Au moment de la clôture en Europe, Wall Street évoluait elle aussi dans le rouge, le Dow Jones cédant 1,86%, le Standard & Poor’s 500 1,76% et le Nasdaq Composite 1,76%. Le S&P 500 évolue au plus bas depuis le 28 août et accuse une baisse de plus de 4,5% par rapport à son record du 26 juillet.

Ce repli des grands indices s’accompagne d’une poussée de volatilité: l’indice Vix américain est au plus haut depuis plus d’un mois, tout comme son équivalent pour la zone euro.

Au lendemain de la publication d’un indice ISM manufacturier qui traduit une contraction de l’activité du secteur aux Etats-Unis en septembre, l’enquête ADP sur l’emploi montre que le secteur privé américain a créé 135.000 emplois en septembre, un chiffre inférieur aux attentes (le consensus Reuters en donnait 140.000) qui tend à confirmer la tendance au ralentissement du marché du travail.

Sur le front des tensions commerciales, alors que l’heure est à l’accalmie entre les Etats-Unis et la Chine, l’Organisation mondiale du commerce (OMC) a autorisé officiellement Washington à appliquer des droits de douane sur 7,5 milliards de dollars d’importations de l’Union européenne par an, une décision liée au conflit sur les aides publiques à Airbus.

La dégradation des perspectives économiques favorise celle des estimations de bénéfices des sociétés cotées: le consensus Refinitiv anticipe désormais une baisse de 2,3% sur un an des profits du S&P 500 au troisième trimestre, et de 2,2% pour ceux du Stoxx 600.

VALEURS

Tous les grands secteurs de la cote européenne ont fini la journée en territoire négatif dans le rouge, les baisses les plus marquées touchant les matières premières (-3,22%) et la construction (-3,29%).

A Paris, ArcelorMittal a perdu 6,21%, la plus forte baisse du CAC 40, et Saint-Gobain 3,92%.

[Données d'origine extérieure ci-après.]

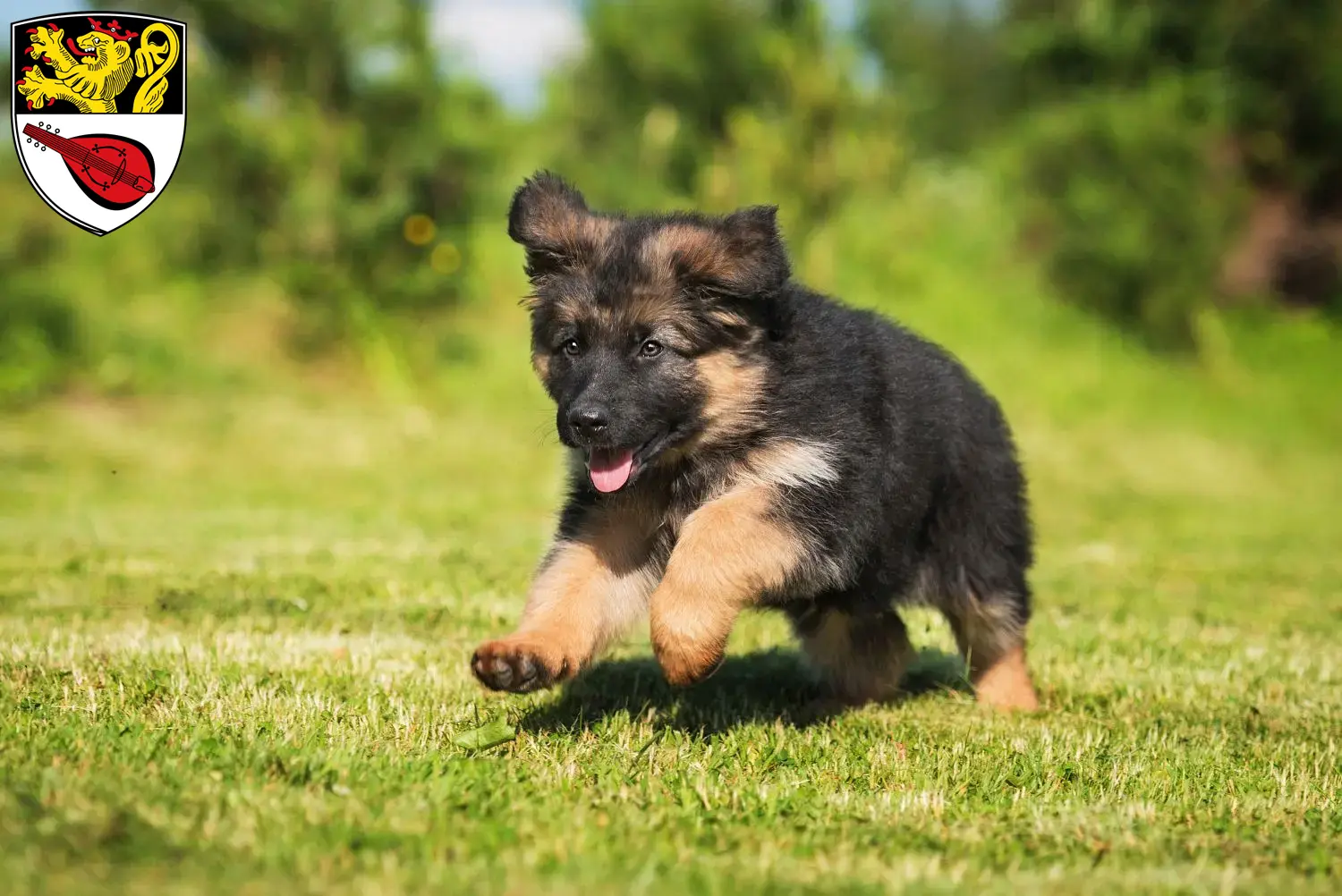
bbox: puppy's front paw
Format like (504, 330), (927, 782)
(654, 641), (725, 689)
(471, 638), (577, 694)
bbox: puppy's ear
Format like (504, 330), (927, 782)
(507, 172), (608, 279)
(644, 206), (792, 298)
(719, 206), (792, 295)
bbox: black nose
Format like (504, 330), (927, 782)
(569, 405), (611, 439)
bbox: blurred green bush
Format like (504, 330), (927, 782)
(0, 0), (1342, 404)
(1014, 82), (1239, 351)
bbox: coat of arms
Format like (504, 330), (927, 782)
(10, 13), (187, 236)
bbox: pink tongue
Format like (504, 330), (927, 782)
(588, 448), (633, 491)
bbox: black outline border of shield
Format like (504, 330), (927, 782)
(8, 10), (191, 236)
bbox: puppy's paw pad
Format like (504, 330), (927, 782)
(471, 641), (569, 694)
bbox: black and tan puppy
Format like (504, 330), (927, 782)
(471, 174), (1036, 708)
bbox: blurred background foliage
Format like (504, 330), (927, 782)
(0, 0), (1342, 405)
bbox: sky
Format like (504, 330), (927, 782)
(0, 0), (858, 110)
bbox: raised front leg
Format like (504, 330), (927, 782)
(651, 486), (807, 686)
(471, 496), (657, 692)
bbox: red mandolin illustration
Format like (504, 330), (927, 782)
(23, 123), (155, 209)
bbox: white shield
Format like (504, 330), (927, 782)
(10, 13), (187, 236)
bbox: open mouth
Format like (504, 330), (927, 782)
(588, 436), (666, 493)
(588, 448), (633, 493)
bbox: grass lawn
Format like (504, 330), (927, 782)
(0, 213), (1342, 896)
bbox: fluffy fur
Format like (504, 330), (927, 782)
(472, 173), (1036, 708)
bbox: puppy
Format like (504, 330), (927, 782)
(471, 173), (1038, 710)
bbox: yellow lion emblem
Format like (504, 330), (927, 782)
(15, 19), (182, 113)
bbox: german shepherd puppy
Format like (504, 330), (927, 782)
(471, 173), (1038, 710)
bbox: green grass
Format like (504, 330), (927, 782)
(0, 199), (1342, 896)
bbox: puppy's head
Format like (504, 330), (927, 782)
(509, 173), (789, 491)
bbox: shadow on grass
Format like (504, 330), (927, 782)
(521, 649), (971, 735)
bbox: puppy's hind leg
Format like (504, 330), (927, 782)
(942, 592), (1039, 711)
(794, 608), (913, 706)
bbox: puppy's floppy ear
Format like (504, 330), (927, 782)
(507, 172), (606, 278)
(644, 206), (792, 298)
(719, 206), (792, 295)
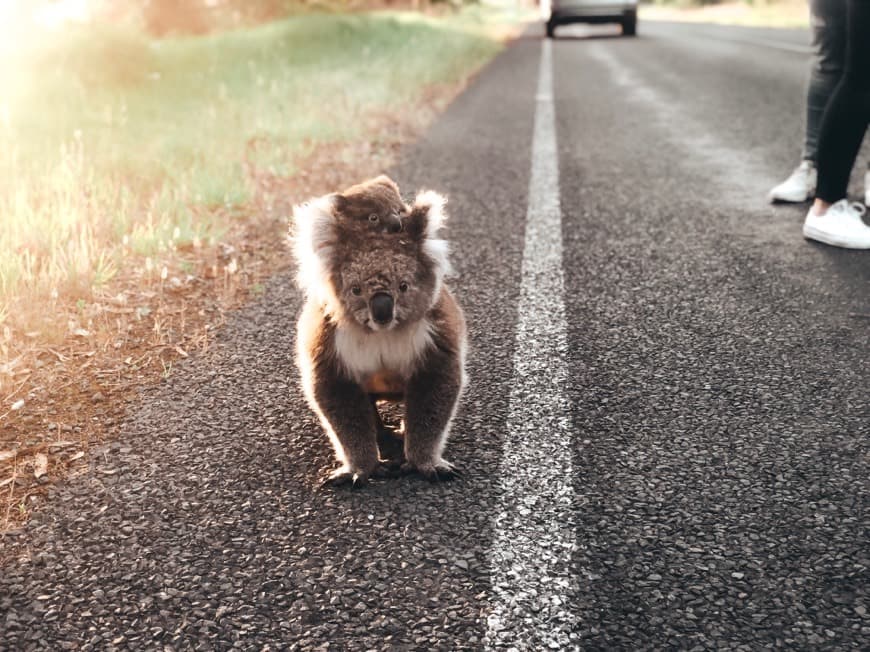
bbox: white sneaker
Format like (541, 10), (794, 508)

Suez a chuté de 7,01% après la présentation de son plan stratégique, jugé peu précis sur les perspectives de croissance du dividende. Oddo BHF a abaissé sa recommandation à “neutre” contre “acheter”.

TAUX

Le recul marqué des actions favorise le repli sur les emprunts d’Etat américains, ce qui se traduit par une baisse marquée des rendements, de près de quatre points de base à 1,5992% pour le dix ans, au plus bas depuis le 9 septembre.

La tendance a été très différente en Europe, où le rendement du Bund à dix ans prenait plus de deux points en fin de séance à -0,55%. Cette évolution paradoxale s’explique, selon des analystes, par l’impression que la Banque centrale européenne (BCE) risque de ne plus pouvoir prendre de nouvelles initiatives pour soutenir l’économie.

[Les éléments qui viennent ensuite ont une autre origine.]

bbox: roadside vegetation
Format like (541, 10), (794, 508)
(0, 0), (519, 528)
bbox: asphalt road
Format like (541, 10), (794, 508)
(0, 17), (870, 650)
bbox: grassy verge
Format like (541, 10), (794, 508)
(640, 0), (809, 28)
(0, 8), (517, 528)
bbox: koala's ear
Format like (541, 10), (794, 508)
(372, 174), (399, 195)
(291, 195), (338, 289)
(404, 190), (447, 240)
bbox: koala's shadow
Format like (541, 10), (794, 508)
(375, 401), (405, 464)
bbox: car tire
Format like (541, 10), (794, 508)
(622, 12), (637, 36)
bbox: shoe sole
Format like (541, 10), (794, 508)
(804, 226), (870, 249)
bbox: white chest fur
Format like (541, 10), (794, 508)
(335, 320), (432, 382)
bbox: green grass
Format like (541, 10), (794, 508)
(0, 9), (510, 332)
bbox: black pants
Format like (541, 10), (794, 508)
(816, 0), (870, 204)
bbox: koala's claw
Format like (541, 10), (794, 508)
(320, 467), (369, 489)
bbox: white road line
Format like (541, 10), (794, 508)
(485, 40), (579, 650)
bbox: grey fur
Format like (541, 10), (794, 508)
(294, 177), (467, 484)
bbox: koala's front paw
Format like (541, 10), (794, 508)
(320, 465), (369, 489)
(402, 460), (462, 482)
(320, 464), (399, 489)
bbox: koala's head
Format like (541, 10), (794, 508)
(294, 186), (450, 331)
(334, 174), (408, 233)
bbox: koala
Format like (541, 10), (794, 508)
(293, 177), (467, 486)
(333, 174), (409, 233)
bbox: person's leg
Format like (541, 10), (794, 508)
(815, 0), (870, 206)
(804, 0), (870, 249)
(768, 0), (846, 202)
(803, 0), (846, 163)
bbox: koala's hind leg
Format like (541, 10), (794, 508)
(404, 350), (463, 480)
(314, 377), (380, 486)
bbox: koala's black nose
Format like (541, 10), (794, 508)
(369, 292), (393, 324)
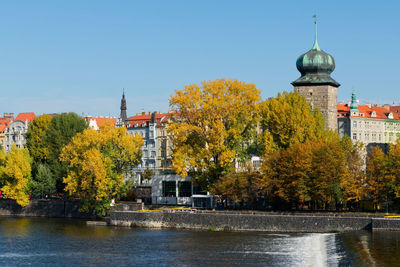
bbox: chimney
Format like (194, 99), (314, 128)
(151, 111), (157, 123)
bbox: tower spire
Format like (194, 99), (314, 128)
(312, 15), (321, 51)
(119, 89), (127, 124)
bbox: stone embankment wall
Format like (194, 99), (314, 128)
(110, 211), (400, 232)
(0, 199), (95, 218)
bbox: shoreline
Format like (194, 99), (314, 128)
(110, 211), (400, 233)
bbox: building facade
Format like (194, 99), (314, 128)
(125, 112), (172, 184)
(84, 116), (117, 131)
(4, 112), (36, 153)
(337, 93), (400, 152)
(292, 23), (340, 131)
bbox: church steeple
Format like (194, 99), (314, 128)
(119, 90), (127, 124)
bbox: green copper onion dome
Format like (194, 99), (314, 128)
(292, 23), (340, 87)
(350, 92), (358, 111)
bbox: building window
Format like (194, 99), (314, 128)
(178, 181), (192, 197)
(253, 160), (261, 168)
(162, 181), (176, 197)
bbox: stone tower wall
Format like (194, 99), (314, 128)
(294, 85), (338, 131)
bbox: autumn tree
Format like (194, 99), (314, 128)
(29, 163), (56, 198)
(43, 112), (88, 193)
(211, 170), (261, 208)
(0, 144), (31, 206)
(260, 92), (324, 149)
(26, 114), (56, 197)
(340, 135), (365, 202)
(25, 114), (51, 164)
(142, 168), (154, 181)
(365, 146), (391, 208)
(168, 79), (260, 189)
(60, 124), (143, 215)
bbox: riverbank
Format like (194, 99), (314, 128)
(110, 211), (400, 233)
(0, 199), (96, 219)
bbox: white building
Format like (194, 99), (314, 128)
(4, 112), (36, 152)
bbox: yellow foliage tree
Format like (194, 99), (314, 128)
(260, 92), (324, 151)
(0, 144), (31, 206)
(168, 79), (260, 187)
(60, 124), (143, 215)
(365, 146), (393, 208)
(26, 114), (51, 163)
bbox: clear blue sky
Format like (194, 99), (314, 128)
(0, 0), (400, 116)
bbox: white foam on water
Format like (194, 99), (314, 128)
(225, 233), (341, 267)
(0, 253), (57, 258)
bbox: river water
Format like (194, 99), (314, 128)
(0, 217), (400, 267)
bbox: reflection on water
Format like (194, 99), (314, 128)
(0, 218), (400, 266)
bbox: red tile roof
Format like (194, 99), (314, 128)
(337, 104), (400, 120)
(0, 118), (12, 133)
(91, 118), (117, 128)
(125, 113), (171, 127)
(15, 112), (36, 122)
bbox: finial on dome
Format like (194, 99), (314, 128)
(312, 15), (321, 51)
(350, 90), (358, 111)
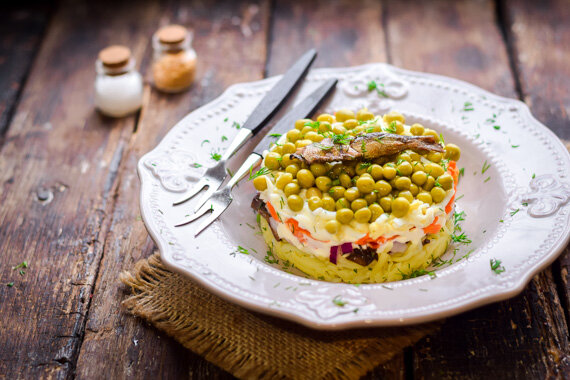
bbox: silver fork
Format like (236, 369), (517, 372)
(176, 79), (337, 236)
(173, 49), (317, 212)
(176, 154), (262, 236)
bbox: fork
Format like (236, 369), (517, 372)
(173, 49), (317, 212)
(175, 79), (337, 236)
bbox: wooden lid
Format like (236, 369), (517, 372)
(99, 45), (131, 67)
(156, 25), (188, 44)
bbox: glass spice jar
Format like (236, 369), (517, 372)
(95, 45), (143, 117)
(152, 25), (197, 93)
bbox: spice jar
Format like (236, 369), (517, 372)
(152, 25), (197, 92)
(95, 45), (143, 117)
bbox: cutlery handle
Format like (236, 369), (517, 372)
(243, 49), (317, 135)
(221, 128), (253, 161)
(226, 153), (262, 189)
(253, 79), (337, 156)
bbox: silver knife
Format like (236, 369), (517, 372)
(174, 49), (317, 211)
(176, 79), (337, 236)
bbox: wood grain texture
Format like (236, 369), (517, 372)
(502, 0), (570, 139)
(386, 1), (569, 379)
(0, 2), (52, 137)
(76, 1), (270, 379)
(267, 0), (386, 75)
(386, 0), (517, 97)
(0, 1), (158, 379)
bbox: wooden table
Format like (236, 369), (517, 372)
(0, 0), (570, 379)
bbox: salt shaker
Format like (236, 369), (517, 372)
(152, 25), (197, 92)
(95, 45), (143, 117)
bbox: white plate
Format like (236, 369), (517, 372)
(138, 64), (570, 329)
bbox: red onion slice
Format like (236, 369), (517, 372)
(329, 245), (339, 265)
(340, 243), (352, 254)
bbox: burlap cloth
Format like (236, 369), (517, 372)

Ce sentiment, déjà perceptible ces derniers jours, a été nourri par le discours prononcé mardi soir par Mario Draghi, le président de la BCE, appelant une nouvelle fois les gouvernements de la zone euro à prendre le relais de la politique monétaire.

OR

Comme les Treasuries, l’or profite du regain d’aversion au risque: le cours de l’once de métal jaune sur le marché “spot” prend plus de 1,5% et a repassé le seuil des 1.500 dollars.

CHANGES

Le dollar cède du terrain face à l’euro et au yen, dans le sillage de Wall Street et des rendements des Treasuries: en hausse en début de journée, l’”indice dollar” mesurant les fluctuations du billet vert face à un panier de devises de référence abandonne autour de 0,1%.

L’euro en profite pour remonter à plus de 1,0950 dollar.

La livre sterling a effacé ses pertes après avoir passé l’essentiel de la séance en territoire négatif, les cambistes doutant de la capacité de Boris Johnson, le Premier ministre britannique, à aboutir à un compromis avec Bruxelles sur la base de ses dernières propositions en date.

PÉTROLE

Les cours du pétrole ont amplifié leur recul après l’annonce par l’Energy Information Administration (EIA) d’une hausse plus importante qu’attendu des stocks de brut aux Etats-Unis la semaine dernière.

Le brut léger américain (West Texas Intermediate, WTI) cède 2,42% à 52,32 dollars et le Brent 2,43% à 57,46 dollars.

A SUIVRE JEUDI

La journée de jeudi permettra d’en savoir plus sur le risque d’une propagation de la récession du secteur manufacturier à celui des services, grâce aux résultats définitifs des enquêtes PMI en Europe et à l’ISM aux Etats-Unis.